Nereus Alumni Thomas Fröelicher (ETH Zurich) has been invited to give a joint seminar at the Max Planck Institute for Meteorology in Hamburg, Hungary, on June 8th.
Abstract:
Heat and CO2 exchange between the atmosphere and the ocean is a major control on Earth’s climate. Since preindustrial times, the global ocean has taken up more than a quarter of the carbon emitted from human activities and more than 90% of the excess heat that has accumulated in the Earth System as a result of these emissions. Thus, the ocean greatly moderates the rate of climate change.
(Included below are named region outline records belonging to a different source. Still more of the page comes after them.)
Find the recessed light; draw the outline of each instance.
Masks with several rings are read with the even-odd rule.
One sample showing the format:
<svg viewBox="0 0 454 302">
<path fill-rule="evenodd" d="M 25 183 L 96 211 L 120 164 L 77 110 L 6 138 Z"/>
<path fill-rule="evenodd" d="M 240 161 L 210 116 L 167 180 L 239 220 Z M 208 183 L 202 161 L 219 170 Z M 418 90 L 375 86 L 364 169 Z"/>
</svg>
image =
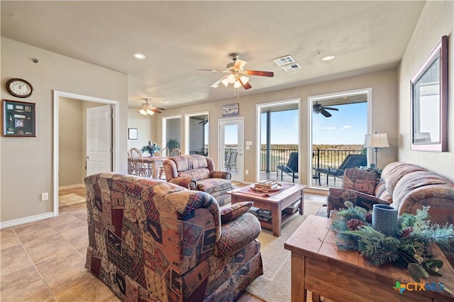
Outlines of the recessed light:
<svg viewBox="0 0 454 302">
<path fill-rule="evenodd" d="M 147 57 L 143 53 L 140 53 L 140 52 L 134 52 L 133 54 L 133 57 L 134 57 L 136 59 L 145 59 L 145 57 Z"/>
<path fill-rule="evenodd" d="M 331 61 L 331 60 L 334 59 L 336 57 L 335 55 L 326 55 L 323 57 L 321 58 L 322 61 Z"/>
</svg>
I will show that the Southern Ocean is especially important, accounting for about half of the oceanic uptake of carbon and more than three quarters of its heat uptake. The Southern Ocean’s dominant influence on the global heat and carbon balance stems from the fact that it is the primary gateway through which cold, centuries old and nutrient rich deep waters interact with the atmosphere.
Redistribution of the ocean’s heat content generated by internal variability also has the potential to alter – for decades or so – the longer-term trends that are associated with anthropogenic-induced changes. An example of this is the slowdown of global warming from 1998 to 2014. So far, the importance of the Equatorial Pacific was highlighted, with periods of frequent and/or intense La Niña phases having been identified as periods of intensified ocean heat uptake, keeping the rate of global mean warming low. I will challenge this popular view of the Equatorial Pacific being the single most important region by examining changes in oceanic heat content in a 30-member ensemble simulation with a fully coupled carbon-climate Earth System model. I will show that Hiati periods may occur without negative sea surface temperature anomalies in the Equatorial Pacific indicating that the surface warming pattern may be very different during future Hiati decades.
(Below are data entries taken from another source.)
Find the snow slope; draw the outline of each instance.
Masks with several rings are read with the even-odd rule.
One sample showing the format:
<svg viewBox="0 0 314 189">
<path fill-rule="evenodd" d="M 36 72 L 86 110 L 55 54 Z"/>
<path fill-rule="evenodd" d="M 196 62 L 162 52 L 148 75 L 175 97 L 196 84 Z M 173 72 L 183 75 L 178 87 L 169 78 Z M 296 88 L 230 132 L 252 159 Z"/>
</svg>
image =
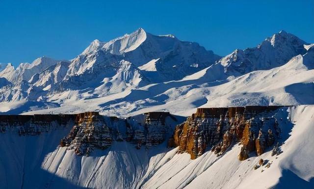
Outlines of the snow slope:
<svg viewBox="0 0 314 189">
<path fill-rule="evenodd" d="M 68 127 L 39 136 L 5 133 L 0 138 L 0 170 L 5 170 L 0 171 L 4 181 L 0 188 L 311 189 L 313 112 L 313 106 L 280 109 L 274 116 L 282 131 L 283 153 L 272 157 L 268 149 L 244 161 L 237 160 L 236 144 L 223 156 L 208 151 L 191 160 L 187 153 L 176 154 L 177 148 L 166 148 L 166 142 L 147 150 L 115 141 L 86 157 L 55 148 Z M 254 170 L 261 158 L 270 167 Z"/>
<path fill-rule="evenodd" d="M 128 116 L 153 110 L 187 116 L 202 106 L 313 104 L 314 56 L 313 45 L 284 31 L 218 60 L 196 43 L 139 28 L 95 40 L 70 62 L 8 64 L 0 72 L 0 105 L 5 113 Z M 17 107 L 18 101 L 37 108 Z"/>
</svg>

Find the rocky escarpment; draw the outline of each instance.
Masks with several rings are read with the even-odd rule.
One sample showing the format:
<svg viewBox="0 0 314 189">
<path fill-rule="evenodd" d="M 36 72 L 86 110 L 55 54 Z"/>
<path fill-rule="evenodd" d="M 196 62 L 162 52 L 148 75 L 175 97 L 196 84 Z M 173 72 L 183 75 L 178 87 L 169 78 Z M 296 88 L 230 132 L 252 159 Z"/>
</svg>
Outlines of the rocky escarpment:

During the last part of my talk, I will argue that the understanding of the geographic structure of ocean heat uptake is crucial to understand the global warming response to cumulative carbon emissions. I will show that ocean heat uptake, which occurs preferentially at subpolar latitudes, has a larger temperature impact per watt per square meters than the CO2 radiative forcing. In other words, the cooling effect of a high-latitude heat sink is larger than that of an equivalent tropical heat sink. As a result, surface temperature may actually increase on multi-century timescales after zero carbon emissions, despite of a decline in radiative forcing that exceeds the decline in ocean heat uptake – a circumstance that would otherwise be expected to lead to a decline in global temperature.